In the latest filing in the Flynn case, Flynn’s new defense counsel, Sidney Powell, is alleging that the prosecution team under special counsel Robert Mueller deliberately hid from Flynn’s former defense team key evidence that would’ve destroyed the credibility of the government’s primary witness, upon whose statements the entire case against Flynn was constructed.

That key witness is undoubtedly Strzok.

Powell appears to claim that while Mueller’s team was using Strzok as the key witness to drive a case to prosecute Flynn, they were hiding the fact that Strzok himself was under investigation by Horowitz.

The Mueller special counsel office made its indictment of Flynn, for his supposed false statements to FBI officials, public in late November 2017. The date on the charging document is Nov. 30, 2017.
Flynn pleaded guilty to this charge on Dec. 1, 2017, before District Judge Rudolph Contreras, exactly one day after the plea agreement was proffered by the Mueller prosecution team.

Recall what had already happened earlier that year. Former FBI Director James Comey had been fired on May 9, 2017, which led to the appointment of Robert Mueller as special counsel on May 17, 2017, and the formation of his investigative team. Among the members of that team were Strzok and his mistress, then-FBI lawyer Lisa Page.

While digging into how the FBI had conducted itself in its handling of the Hillary Clinton email investigation (codenamed “Midyear Exam”), Horowitz discovered thousands of text messages between Strzok and Page. Not only did these messages reveal an improper relationship, but they also revealed political bias and several other issues, not the least of which were discussions between the lovers about attempting to influence Contreras, the judge who ended up handling the Flynn case.

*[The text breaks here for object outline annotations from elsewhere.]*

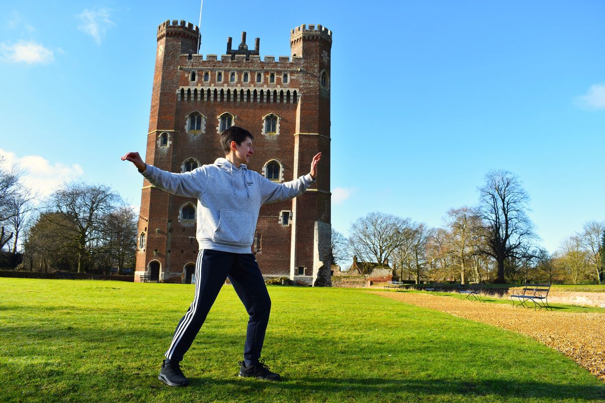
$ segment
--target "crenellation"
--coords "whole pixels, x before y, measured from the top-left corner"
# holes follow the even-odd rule
[[[200,32],[200,28],[197,25],[194,25],[191,22],[186,22],[185,20],[177,21],[175,19],[173,19],[172,21],[169,19],[167,19],[158,25],[157,34],[159,35],[161,33],[167,30],[185,30],[186,31],[189,31],[189,33],[193,33],[196,35],[198,34]]]
[[[318,34],[322,36],[324,36],[330,40],[332,39],[332,31],[327,29],[325,27],[321,25],[321,24],[317,24],[316,27],[315,24],[309,24],[309,28],[305,24],[302,24],[299,27],[296,27],[293,30],[290,31],[290,37],[292,39],[295,37],[299,36],[302,34]]]

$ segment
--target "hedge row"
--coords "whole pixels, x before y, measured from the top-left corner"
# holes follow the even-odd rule
[[[18,279],[73,279],[74,280],[114,280],[122,282],[134,282],[134,276],[105,276],[105,274],[90,274],[57,271],[45,273],[41,271],[16,271],[15,270],[0,270],[0,277]]]

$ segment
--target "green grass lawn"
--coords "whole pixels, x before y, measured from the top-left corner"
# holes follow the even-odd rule
[[[605,384],[529,337],[355,289],[273,286],[264,358],[236,376],[247,315],[223,288],[182,364],[157,379],[193,286],[0,279],[0,401],[597,402]]]

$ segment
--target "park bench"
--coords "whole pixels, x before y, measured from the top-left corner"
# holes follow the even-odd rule
[[[440,295],[442,297],[443,295],[443,285],[440,283],[431,284],[428,287],[425,288],[425,290],[434,295]]]
[[[528,303],[531,301],[534,303],[534,310],[545,308],[547,311],[552,310],[548,305],[548,292],[551,291],[550,284],[526,284],[520,292],[511,294],[511,300],[512,306],[515,307],[515,298],[517,302],[516,306],[531,308]]]
[[[397,289],[401,289],[404,288],[404,283],[402,282],[393,282],[388,281],[387,282],[387,285],[384,286],[385,288],[396,288]]]
[[[140,279],[142,283],[157,282],[157,279],[154,279],[152,276],[149,274],[143,274],[143,276],[139,276],[139,278]]]
[[[481,284],[460,284],[457,286],[458,294],[466,295],[463,299],[469,301],[480,301],[484,302],[481,297],[481,292],[483,291],[483,286]]]

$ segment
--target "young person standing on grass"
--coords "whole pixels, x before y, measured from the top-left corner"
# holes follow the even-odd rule
[[[304,193],[315,182],[321,153],[313,158],[309,173],[290,182],[275,183],[248,170],[246,164],[254,153],[253,139],[247,130],[232,126],[221,134],[225,158],[183,173],[146,164],[137,152],[122,157],[122,161],[134,164],[156,187],[198,199],[197,238],[200,252],[195,262],[195,296],[177,325],[158,376],[171,386],[189,384],[179,363],[227,277],[250,315],[240,376],[280,379],[280,375],[269,370],[264,359],[259,361],[271,300],[251,253],[252,245],[261,206]]]

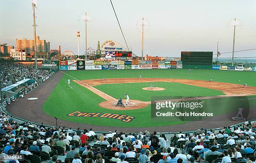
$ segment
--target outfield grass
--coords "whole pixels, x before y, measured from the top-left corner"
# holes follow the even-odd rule
[[[65,73],[79,80],[102,79],[103,77],[107,79],[138,78],[140,75],[142,75],[144,78],[170,78],[206,81],[212,79],[214,81],[237,84],[243,84],[244,82],[246,82],[248,86],[256,86],[256,80],[255,80],[256,79],[256,73],[249,72],[192,69],[191,72],[189,73],[187,69],[181,69],[113,70],[109,72],[104,70],[77,70],[67,71]],[[71,86],[73,89],[71,89],[67,85],[67,80],[69,78],[71,79]],[[180,124],[187,122],[180,121],[158,121],[156,123],[155,121],[152,121],[151,120],[150,106],[140,109],[129,111],[113,110],[102,108],[99,106],[98,104],[105,100],[73,82],[72,80],[74,79],[67,75],[64,75],[44,104],[43,109],[46,114],[52,117],[56,117],[58,119],[67,121],[105,126],[150,127]],[[172,91],[166,90],[151,92],[143,90],[141,89],[142,87],[149,86],[149,85],[147,85],[146,86],[143,86],[145,83],[143,83],[136,84],[126,83],[108,84],[107,87],[104,86],[104,85],[101,85],[96,86],[95,87],[109,94],[116,98],[120,98],[120,94],[122,94],[123,97],[124,96],[123,94],[128,93],[130,94],[131,99],[133,99],[133,98],[134,97],[138,98],[136,99],[142,101],[150,101],[149,98],[152,94],[153,94],[155,92],[156,94],[159,94],[162,91],[167,94],[169,93],[175,93],[183,96],[192,96],[192,94],[195,96],[215,96],[222,93],[219,91],[179,83],[155,82],[154,84],[156,84],[156,83],[157,84],[159,84],[161,86],[157,86],[158,87],[165,87],[164,88],[167,88],[166,89],[172,88]],[[146,85],[146,84],[144,85]],[[156,86],[156,85],[155,86]],[[110,87],[112,87],[112,89],[109,88]],[[133,90],[131,89],[131,88],[133,88]],[[120,91],[118,91],[119,89],[120,89]],[[146,93],[143,93],[143,91],[146,91]],[[216,104],[220,102],[219,101],[216,99],[214,100],[215,100]],[[230,101],[232,101],[230,100]],[[212,104],[215,103],[214,101],[212,101]],[[216,108],[217,105],[213,105],[212,107],[209,108],[209,110]],[[228,106],[227,106],[226,107],[226,109],[222,108],[222,109],[219,111],[217,111],[218,114],[220,115],[225,114],[226,111],[230,111],[230,109],[228,108]],[[123,114],[134,116],[136,119],[131,122],[125,123],[120,120],[107,118],[67,116],[67,114],[75,111]]]

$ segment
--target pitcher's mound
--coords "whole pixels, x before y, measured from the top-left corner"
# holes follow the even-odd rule
[[[150,87],[145,87],[142,88],[142,89],[146,90],[147,91],[162,91],[165,89],[164,88],[160,87],[153,87],[152,89],[151,89]]]
[[[117,101],[114,100],[106,101],[102,102],[99,104],[100,106],[102,108],[112,110],[134,110],[144,108],[151,104],[151,102],[143,102],[141,101],[130,100],[130,103],[126,105],[125,100],[123,99],[123,102],[125,104],[125,107],[123,106],[115,106]]]

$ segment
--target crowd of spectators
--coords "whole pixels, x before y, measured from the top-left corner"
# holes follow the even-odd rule
[[[28,159],[33,155],[39,159],[44,153],[53,163],[61,162],[57,154],[65,156],[67,163],[187,163],[206,161],[213,156],[223,163],[255,162],[255,122],[218,131],[180,132],[168,141],[165,135],[156,132],[115,131],[97,136],[92,128],[49,127],[27,121],[18,124],[2,113],[0,121],[0,161],[7,154],[22,154]]]

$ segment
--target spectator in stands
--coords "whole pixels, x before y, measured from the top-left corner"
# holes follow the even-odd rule
[[[221,161],[221,163],[231,163],[231,160],[230,158],[230,157],[228,157],[228,151],[225,151],[223,152],[223,154],[224,155],[224,157],[222,158],[222,161]]]
[[[251,148],[251,144],[249,143],[246,143],[246,148],[244,149],[244,152],[246,154],[248,153],[253,153],[253,150]]]
[[[62,137],[61,136],[59,138],[59,141],[56,142],[55,146],[61,147],[63,148],[64,151],[66,151],[66,143],[62,140]]]
[[[112,157],[111,158],[111,161],[113,162],[118,162],[120,161],[121,160],[119,158],[119,153],[118,152],[116,152],[115,153],[115,156]]]
[[[74,157],[75,154],[77,153],[75,151],[76,147],[74,146],[73,146],[72,148],[71,148],[71,151],[69,151],[67,153],[67,158],[73,158]]]
[[[227,141],[227,144],[232,146],[235,143],[235,140],[231,136],[228,136],[228,141]]]
[[[239,152],[240,151],[240,148],[238,147],[236,147],[234,148],[235,153],[234,153],[234,158],[237,158],[239,157],[242,157],[242,155]]]
[[[156,132],[154,131],[154,135],[149,139],[151,141],[151,146],[153,146],[154,148],[158,147],[158,143],[159,143],[159,139],[156,135]],[[156,161],[155,160],[155,161]]]
[[[129,152],[127,152],[125,153],[127,157],[134,158],[136,157],[136,153],[132,151],[133,148],[131,147],[129,147]]]
[[[23,150],[20,151],[20,153],[26,155],[32,155],[32,154],[29,151],[28,151],[28,146],[25,146],[23,147]]]
[[[72,163],[82,163],[82,161],[80,159],[80,155],[79,153],[76,153],[74,156]]]
[[[214,146],[213,146],[211,148],[211,150],[207,151],[204,153],[204,159],[205,160],[206,158],[210,155],[218,155],[220,156],[223,154],[223,153],[219,152],[216,151],[217,148]]]
[[[39,152],[40,151],[39,146],[37,146],[37,142],[36,141],[33,141],[33,145],[29,147],[29,151],[35,151],[36,152]]]
[[[185,155],[185,150],[182,149],[181,154],[177,154],[175,156],[175,158],[181,158],[182,160],[187,160],[187,156]]]
[[[8,154],[8,152],[10,150],[12,150],[14,147],[14,142],[11,141],[9,143],[9,145],[6,146],[5,148],[5,153]]]
[[[87,146],[87,147],[86,147],[86,149],[84,151],[83,153],[82,153],[82,156],[87,155],[88,153],[91,151],[91,146],[90,144]]]

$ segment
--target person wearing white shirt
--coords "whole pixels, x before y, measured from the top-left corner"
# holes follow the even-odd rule
[[[235,143],[235,140],[232,138],[232,137],[231,136],[228,136],[228,141],[227,141],[227,144],[232,145]]]
[[[133,157],[135,158],[136,157],[136,153],[133,151],[133,148],[131,147],[129,147],[129,152],[127,152],[125,153],[126,157]]]
[[[80,141],[80,137],[77,135],[77,133],[76,132],[74,133],[74,136],[73,136],[73,140],[74,141]]]
[[[68,133],[68,135],[67,136],[67,139],[71,141],[73,140],[73,138],[71,136],[71,133]]]

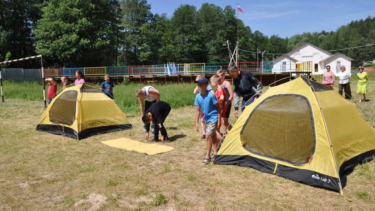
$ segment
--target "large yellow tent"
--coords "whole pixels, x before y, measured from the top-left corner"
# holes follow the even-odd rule
[[[81,84],[65,89],[52,99],[36,130],[79,140],[132,127],[113,100],[99,89]]]
[[[247,107],[214,163],[249,166],[342,194],[346,174],[375,155],[375,135],[355,105],[302,77]]]

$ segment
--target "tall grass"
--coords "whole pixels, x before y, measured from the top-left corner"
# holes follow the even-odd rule
[[[31,100],[43,99],[42,86],[36,81],[17,83],[7,80],[4,81],[3,84],[6,99],[8,98]],[[196,85],[194,83],[151,85],[160,92],[160,100],[166,102],[172,108],[194,104],[195,95],[193,93],[193,90]],[[145,86],[145,84],[139,84],[115,86],[113,89],[115,102],[126,113],[139,112],[139,103],[138,99],[135,96],[135,91]],[[46,89],[48,88],[47,85]],[[57,90],[61,92],[62,88],[62,86],[58,86]]]

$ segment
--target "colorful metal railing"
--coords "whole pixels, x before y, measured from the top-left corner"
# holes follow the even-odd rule
[[[63,76],[64,75],[64,69],[45,69],[44,75],[48,76]]]
[[[64,75],[66,76],[75,76],[75,72],[78,71],[84,72],[85,71],[85,68],[64,68]]]
[[[85,68],[85,75],[103,75],[106,74],[105,67]]]
[[[75,76],[77,71],[85,75],[198,75],[214,73],[219,69],[226,70],[228,63],[225,62],[176,64],[168,63],[163,65],[117,66],[89,68],[44,69],[46,77]],[[314,71],[312,62],[238,62],[240,71],[249,71],[254,73],[309,72]]]
[[[106,67],[106,74],[110,75],[121,75],[129,74],[129,66],[117,66]]]

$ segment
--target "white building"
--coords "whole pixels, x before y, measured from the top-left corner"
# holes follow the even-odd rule
[[[350,70],[352,59],[341,53],[334,54],[314,45],[305,43],[274,60],[273,72],[311,70],[315,74],[323,74],[327,65],[335,73],[344,65]]]

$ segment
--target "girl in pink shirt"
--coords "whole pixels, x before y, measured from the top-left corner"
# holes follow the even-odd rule
[[[74,85],[75,86],[85,83],[85,76],[80,70],[75,71],[75,77],[77,77],[77,79],[74,81]]]

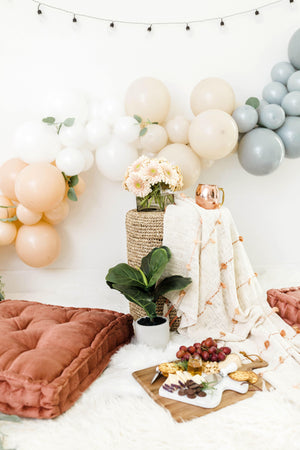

Following the discovery of the text messages, Strzok was placed in the FBI’s Human Resources Department, where he spun his wheels for almost a year before giving a very contentious public hearing before congressional committees in July 2018, after which he was fired in early August on the recommendation of Horowitz.

But by November 2017, as it was preparing to launch its case against Flynn, Mueller’s special counsel office, and Mueller himself, had to have been aware that the key witness they were about to use to drive the prosecution of Flynn for making false statements was himself under investigation for multiple issues.

Having gotten Flynn to plead guilty using Strzok’s testimony against him, were the Mueller prosecutors hiding evidence from the defense that showed they were aware Strzok had serious credibility issues? Would Flynn have entered a plea of guilty if he and his defense lawyers had known of such evidence?

Subsequent events, such as Strzok’s being fired from the FBI for showing blatant political bias in the performance of his job, discussing influencing a judge, as well as being right in the middle of the Crossfire Hurricane investigation of the Trump campaign during the 2016 election must have raised some questions about Strzok’s credibility as a witness against Flynn.

Horowitz’s FISA abuse report is rumored to be coming any day now, since his investigation is said to have completed. What if it turns out that Horowitz makes criminal referrals to Attorney General William Barr as a result of his investigation, and one of these referrals is of Strzok for perjury?

You can bet Powell will waste no time in bringing that to District Judge Emmet Sullivan’s attention.